Pembunuhan di Dalam Lift

56 7 0
                                    

Ini adalah minggu keduaku di Bandung, kota kembang. Lebih tepatnya, mungkin sekarang kembang yang sedang layu karena banyak asap kendaraan dan sampah di mana-mana. Macet pun mulai menjadi makanan sehari-hari, apalagi akhir pekan ketika orang-orang dari ibukota memilih menghabiskan masa liburan mereka di sini. Belum lagi dengan pasar kaget. Ya, Bandung selalu menarik dengan pasar kaget. Dari kaos PERSIB sampai dengan kerokan punggung, semuanya ada. Pernah, aku diajak oleh orangtuaku ke pasar kaget Metro, di kawasan Margahayu. Niatnya sambil jogging, tetapi karena memang jarak yang tidak terlalu jauh dari tempat menginap, jadi jogging-nya sebentar dan orangtuaku malah sibuk berbelanja.

Kondisi pasar kaget yang satu ini tidak terlalu parah. Pasar yang paling parah tentu saja semua orang Bandung mengetahuinya, yaitu pasar kaget di lapangan Gasibu. Jangan harap melintas di Gedung Sate atau daerah sekitar lapangan Gasibu. Suasananya sangat ramai. Selain pasar kaget, yang membuat Bandung macet dan membuatku kesal juga, yaitu angkot yang seenaknya.

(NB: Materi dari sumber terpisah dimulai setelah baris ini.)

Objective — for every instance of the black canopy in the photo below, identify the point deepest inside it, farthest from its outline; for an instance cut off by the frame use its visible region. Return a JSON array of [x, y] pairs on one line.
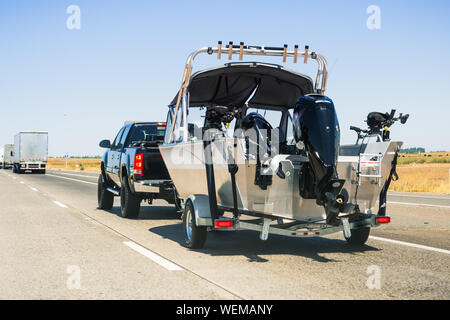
[[233, 84]]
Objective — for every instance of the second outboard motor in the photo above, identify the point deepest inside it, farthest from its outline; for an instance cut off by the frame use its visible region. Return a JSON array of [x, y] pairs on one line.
[[317, 126]]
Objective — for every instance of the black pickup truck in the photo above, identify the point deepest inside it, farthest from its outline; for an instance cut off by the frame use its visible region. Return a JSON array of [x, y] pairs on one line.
[[132, 168]]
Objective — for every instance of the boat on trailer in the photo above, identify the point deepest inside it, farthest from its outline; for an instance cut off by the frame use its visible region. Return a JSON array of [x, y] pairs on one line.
[[286, 175]]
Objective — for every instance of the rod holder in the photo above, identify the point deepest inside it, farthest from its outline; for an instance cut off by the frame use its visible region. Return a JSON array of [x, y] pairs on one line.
[[306, 54], [295, 53], [219, 49], [241, 50]]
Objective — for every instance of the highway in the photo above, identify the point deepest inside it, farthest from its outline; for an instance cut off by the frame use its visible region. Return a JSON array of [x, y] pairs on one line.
[[55, 244]]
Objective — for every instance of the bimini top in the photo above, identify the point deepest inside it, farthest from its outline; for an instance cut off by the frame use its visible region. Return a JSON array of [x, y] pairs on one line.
[[233, 84]]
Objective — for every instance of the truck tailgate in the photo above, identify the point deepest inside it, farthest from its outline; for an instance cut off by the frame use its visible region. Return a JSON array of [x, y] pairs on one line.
[[154, 167]]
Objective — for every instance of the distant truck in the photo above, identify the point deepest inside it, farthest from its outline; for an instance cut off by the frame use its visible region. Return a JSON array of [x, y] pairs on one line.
[[30, 151], [132, 168], [6, 158]]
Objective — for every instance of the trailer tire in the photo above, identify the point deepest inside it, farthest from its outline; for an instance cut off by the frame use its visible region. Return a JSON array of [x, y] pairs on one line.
[[130, 204], [358, 236], [195, 236], [104, 197]]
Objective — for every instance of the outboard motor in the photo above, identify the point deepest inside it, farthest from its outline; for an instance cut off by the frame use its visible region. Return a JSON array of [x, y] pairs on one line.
[[317, 126]]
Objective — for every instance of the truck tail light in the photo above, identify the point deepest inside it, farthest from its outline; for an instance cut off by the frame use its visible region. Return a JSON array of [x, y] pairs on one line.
[[138, 169], [383, 219], [223, 223]]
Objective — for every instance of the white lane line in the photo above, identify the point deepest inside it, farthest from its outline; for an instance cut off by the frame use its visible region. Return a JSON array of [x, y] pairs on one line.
[[403, 243], [419, 204], [52, 175], [77, 175], [62, 205], [417, 196], [153, 256]]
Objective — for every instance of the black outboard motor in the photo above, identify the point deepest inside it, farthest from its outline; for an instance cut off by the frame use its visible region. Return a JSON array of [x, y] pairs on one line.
[[317, 126]]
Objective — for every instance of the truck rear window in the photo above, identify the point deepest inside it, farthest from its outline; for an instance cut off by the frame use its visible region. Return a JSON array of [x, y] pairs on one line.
[[141, 133]]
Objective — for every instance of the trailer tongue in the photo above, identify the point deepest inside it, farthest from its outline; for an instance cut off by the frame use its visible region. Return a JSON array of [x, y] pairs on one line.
[[289, 170]]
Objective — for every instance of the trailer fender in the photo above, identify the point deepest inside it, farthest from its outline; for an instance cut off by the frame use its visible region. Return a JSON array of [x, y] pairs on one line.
[[202, 210]]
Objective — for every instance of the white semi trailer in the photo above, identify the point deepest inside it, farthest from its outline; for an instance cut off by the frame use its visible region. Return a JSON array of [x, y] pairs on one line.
[[30, 151], [6, 154]]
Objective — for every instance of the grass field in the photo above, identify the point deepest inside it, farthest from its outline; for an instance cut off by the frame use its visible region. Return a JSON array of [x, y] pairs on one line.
[[426, 172], [429, 172], [74, 164]]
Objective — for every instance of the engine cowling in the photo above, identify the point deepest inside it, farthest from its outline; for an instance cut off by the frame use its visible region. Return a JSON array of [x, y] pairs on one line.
[[317, 126]]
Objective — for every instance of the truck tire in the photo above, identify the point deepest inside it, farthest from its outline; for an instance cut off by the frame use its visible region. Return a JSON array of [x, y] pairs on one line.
[[130, 204], [104, 197], [195, 236], [358, 236]]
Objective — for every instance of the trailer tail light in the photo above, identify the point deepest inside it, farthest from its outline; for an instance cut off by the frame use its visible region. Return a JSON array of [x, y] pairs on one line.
[[138, 169], [383, 219], [223, 223]]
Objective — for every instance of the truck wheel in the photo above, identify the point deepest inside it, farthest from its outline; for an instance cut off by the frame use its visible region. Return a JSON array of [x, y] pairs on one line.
[[129, 202], [359, 236], [104, 197], [195, 235]]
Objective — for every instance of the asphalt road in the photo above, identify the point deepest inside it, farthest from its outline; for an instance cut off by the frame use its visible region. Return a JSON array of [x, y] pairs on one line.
[[56, 244]]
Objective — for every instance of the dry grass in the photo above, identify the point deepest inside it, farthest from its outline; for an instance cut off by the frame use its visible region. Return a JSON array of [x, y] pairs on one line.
[[426, 177], [418, 158], [74, 164]]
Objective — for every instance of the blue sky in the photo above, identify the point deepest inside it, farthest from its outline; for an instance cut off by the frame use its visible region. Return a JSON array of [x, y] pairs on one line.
[[126, 61]]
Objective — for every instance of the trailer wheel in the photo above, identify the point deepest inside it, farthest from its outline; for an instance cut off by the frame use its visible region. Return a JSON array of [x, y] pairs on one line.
[[358, 236], [130, 204], [104, 197], [195, 235]]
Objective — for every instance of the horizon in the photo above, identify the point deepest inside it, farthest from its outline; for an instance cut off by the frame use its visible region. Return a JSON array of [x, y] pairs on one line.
[[126, 61]]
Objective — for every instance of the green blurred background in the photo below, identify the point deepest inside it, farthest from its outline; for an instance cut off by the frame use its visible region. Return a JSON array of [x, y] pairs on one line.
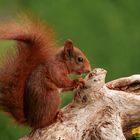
[[108, 31]]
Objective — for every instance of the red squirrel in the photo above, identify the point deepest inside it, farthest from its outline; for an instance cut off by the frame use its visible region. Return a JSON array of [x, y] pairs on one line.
[[31, 79]]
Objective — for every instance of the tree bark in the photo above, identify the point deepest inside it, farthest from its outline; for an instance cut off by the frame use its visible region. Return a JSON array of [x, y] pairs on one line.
[[98, 111]]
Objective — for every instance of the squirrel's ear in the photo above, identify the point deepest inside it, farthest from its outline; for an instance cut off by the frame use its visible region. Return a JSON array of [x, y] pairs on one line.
[[68, 48]]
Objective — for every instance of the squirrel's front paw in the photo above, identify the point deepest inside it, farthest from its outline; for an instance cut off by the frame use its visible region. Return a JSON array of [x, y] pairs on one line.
[[79, 83]]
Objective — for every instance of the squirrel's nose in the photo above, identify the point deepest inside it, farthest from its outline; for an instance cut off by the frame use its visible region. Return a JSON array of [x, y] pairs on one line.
[[88, 69]]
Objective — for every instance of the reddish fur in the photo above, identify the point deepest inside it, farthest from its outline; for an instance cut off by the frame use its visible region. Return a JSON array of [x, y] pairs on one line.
[[29, 81]]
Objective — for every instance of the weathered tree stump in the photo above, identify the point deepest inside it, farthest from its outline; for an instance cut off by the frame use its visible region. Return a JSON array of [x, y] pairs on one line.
[[98, 112]]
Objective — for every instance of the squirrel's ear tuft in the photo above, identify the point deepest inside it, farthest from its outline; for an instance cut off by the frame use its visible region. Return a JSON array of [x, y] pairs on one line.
[[68, 48]]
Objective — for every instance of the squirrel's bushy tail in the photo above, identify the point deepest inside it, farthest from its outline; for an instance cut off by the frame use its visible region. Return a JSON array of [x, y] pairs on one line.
[[34, 46]]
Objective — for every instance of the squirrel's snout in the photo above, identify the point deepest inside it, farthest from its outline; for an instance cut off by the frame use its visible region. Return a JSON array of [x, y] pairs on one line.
[[87, 70]]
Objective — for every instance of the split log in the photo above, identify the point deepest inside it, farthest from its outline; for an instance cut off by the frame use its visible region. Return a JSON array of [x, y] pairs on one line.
[[98, 112]]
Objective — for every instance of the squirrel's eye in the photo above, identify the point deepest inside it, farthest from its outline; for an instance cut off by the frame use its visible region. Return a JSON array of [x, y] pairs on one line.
[[80, 59]]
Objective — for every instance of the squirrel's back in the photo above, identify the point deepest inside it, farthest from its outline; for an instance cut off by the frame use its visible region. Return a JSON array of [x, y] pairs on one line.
[[35, 43]]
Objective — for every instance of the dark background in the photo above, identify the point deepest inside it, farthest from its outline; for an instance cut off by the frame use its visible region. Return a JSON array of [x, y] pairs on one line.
[[107, 31]]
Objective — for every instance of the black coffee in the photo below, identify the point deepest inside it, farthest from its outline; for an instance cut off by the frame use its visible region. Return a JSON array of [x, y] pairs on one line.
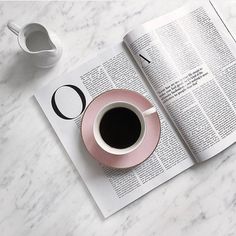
[[120, 127]]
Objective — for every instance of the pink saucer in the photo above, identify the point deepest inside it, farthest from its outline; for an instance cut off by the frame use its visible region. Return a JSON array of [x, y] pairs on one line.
[[143, 151]]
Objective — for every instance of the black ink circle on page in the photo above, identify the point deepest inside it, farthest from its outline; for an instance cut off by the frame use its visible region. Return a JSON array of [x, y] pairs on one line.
[[56, 109], [120, 128]]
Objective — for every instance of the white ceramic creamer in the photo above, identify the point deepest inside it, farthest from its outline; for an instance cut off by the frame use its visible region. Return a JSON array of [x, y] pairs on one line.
[[41, 45]]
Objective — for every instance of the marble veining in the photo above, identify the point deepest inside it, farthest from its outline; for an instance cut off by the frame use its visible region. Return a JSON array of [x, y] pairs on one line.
[[41, 193]]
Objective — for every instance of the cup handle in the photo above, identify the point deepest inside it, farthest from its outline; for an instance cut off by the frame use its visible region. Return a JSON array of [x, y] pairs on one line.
[[149, 111], [13, 27]]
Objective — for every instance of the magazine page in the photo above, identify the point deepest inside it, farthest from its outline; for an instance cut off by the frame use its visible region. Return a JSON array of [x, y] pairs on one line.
[[189, 58], [112, 189]]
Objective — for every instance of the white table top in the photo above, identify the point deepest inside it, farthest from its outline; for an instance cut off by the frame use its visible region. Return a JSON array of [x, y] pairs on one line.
[[41, 193]]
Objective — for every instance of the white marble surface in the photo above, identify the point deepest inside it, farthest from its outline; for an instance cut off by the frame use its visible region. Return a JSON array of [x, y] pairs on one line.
[[40, 191]]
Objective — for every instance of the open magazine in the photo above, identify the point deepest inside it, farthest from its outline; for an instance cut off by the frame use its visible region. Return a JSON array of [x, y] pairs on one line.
[[185, 64]]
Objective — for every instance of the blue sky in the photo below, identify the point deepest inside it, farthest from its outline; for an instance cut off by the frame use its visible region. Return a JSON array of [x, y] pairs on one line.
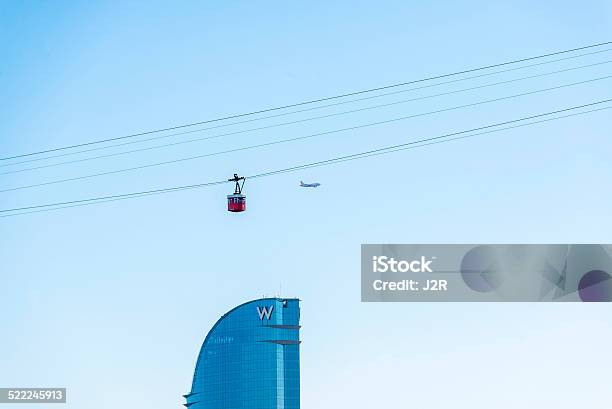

Sering ngetem di sembarang tempat, bahkan tidak jarang mendapat makian dari sopir angkot. Orang-orang pun mengatakan, "Bukan angkot jika tidak seperti itu".

Beberapa hari yang lalu, aku bertemu dengan dua orang yang sangat menarik. Anak kecil dan seorang mahasiswi. Mereka ternyata bukan orang biasa. Anak kecil itu bernama Stefan Valentino. Tidak kusangka Val, sapaan akrabnya, ahli dalam memecahkan kode dan menembus keamanan digital. Lain halnya dengan Val, mahasiswi bernama Aimee Dias Vany yang biasa dipanggil Dias malah agak aneh, dia mempunyai kemampuan linguistik yang luar biasa. Di samping kemampuannya tersebut, Dias pandai menganalisis suatu kejadian dan agak tidak bisa ditebak. Berkat merekalah suasana baru ini menjadi begitu menyenangkan. Tidak kusangka, aku akan terlibat dalam penyelidikan sebuah kejahatan, sempat menjadi tawanan, tetapi kami bisa melarikan diri. Untuk orang yang hidupnya biasa sepertiku, pengalaman tersebut sangatlah luar biasa.

Dua minggu di Bandung, aku masih belum mendapatkan tanda-tanda dari dua orang misterius yang kucari. Sosok yang membawaku ke sini. Sebenarnya, aku sudah mencoba meminta bantuan Val untuk mencari tahu. Namun, kemampuan Val juga ternyata terbatas. Dia tidak mengetahuinya, apalagi dengan sedikit informasi yang didapat.

Selama di Bandung, aku menginap di tempat milik Adi. Karena kesibukannya, dia sering bepergian ke kota-kota besar. Oleh karena itu, dia membeli properti yang sekiranya bisa memudahkan pekerjaannya. Baginya, hal itu mudah seperti halnya membalikkan telapak tangan.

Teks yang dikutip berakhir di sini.